日本語をバカにした文章

 今から3年ほど前の話。インタビュー記事を書き終えて納品。ほっと安堵のところが、数日して中間の編集プロダクションからお怒りのメール。クライアントさんから突っ返されましたという。

 クライアントのMさんが返してきたコメントを読む。

 「文章はもっと丁寧に書いてください。日本語をバカにしています

 (もしかしたら「バカ」ではなく「侮辱」か「愚弄」だったかもしれない。)

 そりゃ最初はカチンと来ましたわ。ちゃんと書いてあるでしょ、テープ起こしに近いことまでやって、誤りなく書いてんですよと、こちとらライターでメシ食ってんですから、あんたなんかに何がわかるんですか、ってね。

 ところがMさんが事細かに書いてくれたコメントを読むうちに、自分の至らなさに赤面してしまうのですね。「自分の前提を読者に押し付けない」「省略せずに丁寧に書く」などなど、的確なポイントがずらっと並んでいたわけです。
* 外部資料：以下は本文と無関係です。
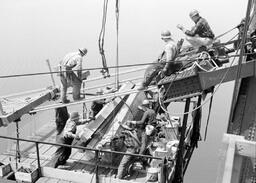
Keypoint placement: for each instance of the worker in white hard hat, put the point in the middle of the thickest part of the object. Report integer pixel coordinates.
(201, 34)
(148, 118)
(166, 64)
(72, 61)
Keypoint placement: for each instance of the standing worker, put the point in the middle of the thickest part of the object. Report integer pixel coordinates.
(165, 63)
(201, 34)
(69, 77)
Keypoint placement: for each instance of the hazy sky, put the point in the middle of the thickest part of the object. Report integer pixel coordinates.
(35, 30)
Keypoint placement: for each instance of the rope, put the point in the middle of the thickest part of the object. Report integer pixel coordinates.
(208, 118)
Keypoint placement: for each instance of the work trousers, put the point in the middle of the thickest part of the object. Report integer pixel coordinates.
(144, 142)
(197, 41)
(123, 166)
(151, 72)
(70, 80)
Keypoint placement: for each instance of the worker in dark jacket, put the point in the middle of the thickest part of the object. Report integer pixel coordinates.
(201, 34)
(132, 143)
(148, 118)
(165, 63)
(72, 61)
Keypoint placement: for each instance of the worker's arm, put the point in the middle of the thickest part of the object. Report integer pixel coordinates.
(170, 56)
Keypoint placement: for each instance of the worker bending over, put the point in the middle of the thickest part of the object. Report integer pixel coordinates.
(66, 137)
(132, 144)
(69, 77)
(201, 34)
(165, 63)
(148, 118)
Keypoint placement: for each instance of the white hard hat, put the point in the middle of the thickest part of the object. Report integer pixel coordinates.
(166, 34)
(193, 13)
(145, 102)
(149, 129)
(83, 51)
(100, 91)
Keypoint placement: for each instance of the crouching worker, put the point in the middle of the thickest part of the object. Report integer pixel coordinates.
(70, 78)
(164, 63)
(148, 118)
(132, 143)
(66, 137)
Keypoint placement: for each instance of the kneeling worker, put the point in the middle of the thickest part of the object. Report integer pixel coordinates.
(69, 77)
(201, 34)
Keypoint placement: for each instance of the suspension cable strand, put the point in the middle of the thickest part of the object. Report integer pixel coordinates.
(95, 68)
(117, 43)
(104, 70)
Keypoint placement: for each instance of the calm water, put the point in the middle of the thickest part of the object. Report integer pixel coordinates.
(35, 30)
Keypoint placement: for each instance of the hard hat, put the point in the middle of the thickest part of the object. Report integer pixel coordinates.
(100, 91)
(193, 13)
(145, 102)
(149, 129)
(248, 43)
(74, 115)
(166, 34)
(127, 126)
(83, 51)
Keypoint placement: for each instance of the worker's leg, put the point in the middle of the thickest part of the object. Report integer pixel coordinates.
(64, 86)
(122, 168)
(144, 142)
(76, 88)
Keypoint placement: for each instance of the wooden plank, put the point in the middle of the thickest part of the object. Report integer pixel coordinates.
(104, 115)
(229, 162)
(78, 177)
(28, 107)
(127, 112)
(42, 180)
(209, 79)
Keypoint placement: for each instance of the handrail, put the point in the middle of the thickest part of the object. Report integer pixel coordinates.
(78, 147)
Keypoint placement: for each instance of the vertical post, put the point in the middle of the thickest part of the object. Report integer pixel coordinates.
(50, 69)
(17, 143)
(38, 159)
(242, 50)
(178, 175)
(97, 167)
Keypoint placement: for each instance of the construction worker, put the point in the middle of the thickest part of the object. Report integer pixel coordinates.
(70, 77)
(66, 137)
(132, 144)
(165, 62)
(148, 118)
(201, 34)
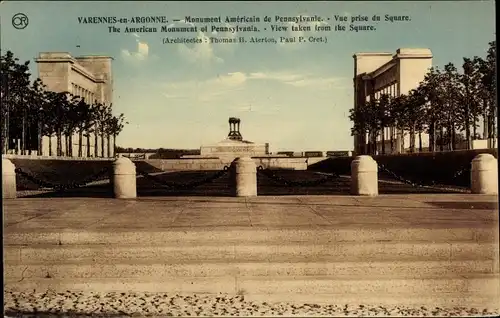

 それなりに文章はしっかりと書いていたつもりだったんですが、この一件からずいぶんと書き方・考え方を変えました(それでもクオリティはまだまだなんですが)。翻訳の仕事でも日本語のまとめ方はそれなりに変わったんじゃないかと思います。

 でもまぁほんとに、われわれフリーってのは放っておくと技術も考え方も独り善がりになってしまう。水は低きに流れますからね。「気付き」(awareness)ってのはとても大切です。気付かせてくれたMさんには本当に感謝。

| seki | permalink | フリーライター・編集 | trackbacks (0) | comments (3) |

おはようございます

なんだか難しい話ですが、商売している僕も感銘をうける部分があります
ちょっと、気をつけて改めて初心に返り接客してみようかな・・・って
思ったりしてしまいました!

早速、今日からしてみます

| 123 | 2006.11.22 Wednesday - 7:58

自分が仕事で忙しいと、おれって才能ある売れっ子なんじゃないか、と勘違いする本物のバカです(苦笑)。いやほんと、初心忘れないようにしましょう。

| seki | 2006.11.23 Thursday - 2:33

理由を説明したうえで、戻してくれるのは本当にありがたいですね。愛を感じるぐらい(笑)。カメラ系ですと「再撮」なんて事態も、とても勉強できる機会。普段一度だけのセッティングで全ておしまいの所をある程度同じ条件でもう一度トライできるのって画期的。
ただ、ありがちなことは、その経緯も知らされずにクライアントが満足しそうなところにそのまま発注が行ってしまったりすることがあったりします。
どのポイントがどう問題になったのか、どこを変えてほしいか伝えて来ないのは不思議ですが、荒波は皆さんお嫌いなようです。フリーを切るのは簡単ですからね。ダメ出ししてほしい〜と最近思うのですが、社内でダメ出ししてしまったヨ昨日。